O painel genético não as deixariam escapar. A questão é que ele ainda é inacessível para muita gente, apesar de existir uma tendência de isso mudar aos poucos agora que é feito no país.

"O interessante é que o painel genético também consegue dar um prognóstico", ressalta o cardiologista. "Eu posso ter um paciente jovem que ainda está com um LDL de uns 160 mg/dl, por exemplo. Sabemos que, se eu o comparar com alguém da mesma idade e com a mesma faixa desse colesterol, só pelo fato de ele ter a mutação, seu risco é maior. Porque existem partículas de LDL com densidades diferentes e umas são piores do que outras."

Portanto, não é só uma questão da quantidade. Quem herda uma mutação dessas apresenta uma pior qualidade de colesterol também.

Já houve muita controvérsia sobre o uso de medicamentos para baixar o colesterol em crianças. Mas cada vez mais mais estudos que acompanharam por anos pacientes diagnosticados na infância ou na adolescência encontram vantagens em não se perder tempo. O ideal, quando há HF em casa, é que o exame genético seja feito aos 8 anos de idade.
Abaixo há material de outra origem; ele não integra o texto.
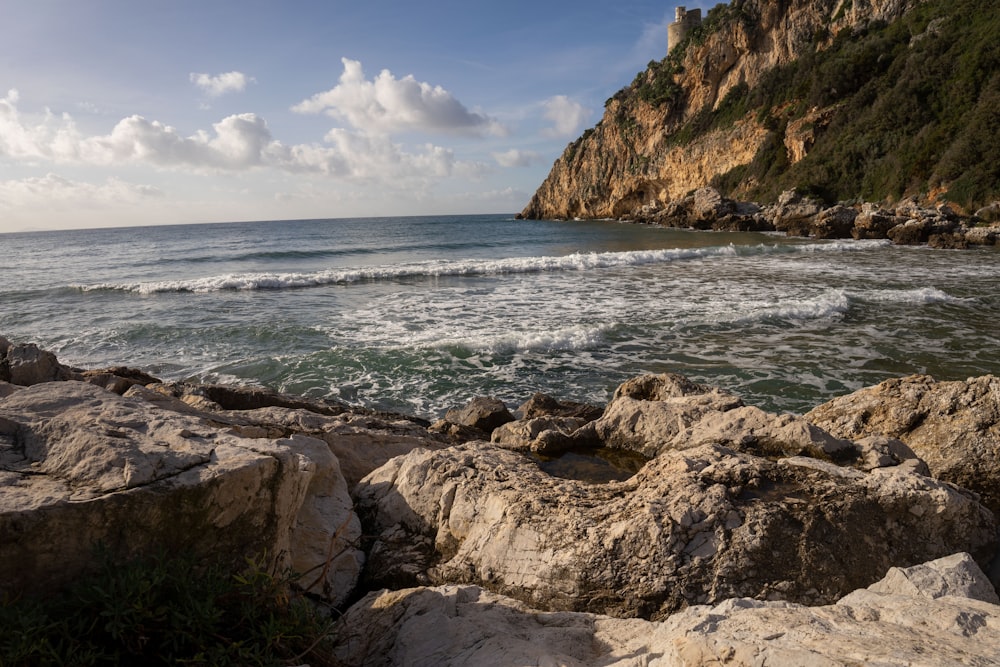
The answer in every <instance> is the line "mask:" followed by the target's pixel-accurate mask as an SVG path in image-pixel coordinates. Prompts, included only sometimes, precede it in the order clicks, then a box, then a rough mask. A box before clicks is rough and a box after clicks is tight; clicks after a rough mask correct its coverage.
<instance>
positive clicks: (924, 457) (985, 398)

Não há, segundo o médico, a necessidade de um painel — isto é, de sequenciar todos os genes — quando já se sabe qual alteração específica daquele família estaria por trás da doença. "Vamos direto atrás dela, o que significa um teste mais simples ", explica.

Em cerca de 80% dos casos, a mutação é no gene que codifica o receptor celular que pegaria o colesterol no sangue. Há, ainda, genes com mutações genéticas capazes de a proteína que carrega o colesterol e isso também dificulta sua captação pelas células. Finalmente, a mutação no gene pode afetar uma molécula chamada PCSK9, atrapalhando eliminação do colesterol do organismo. No final, tudo é encrenca de família.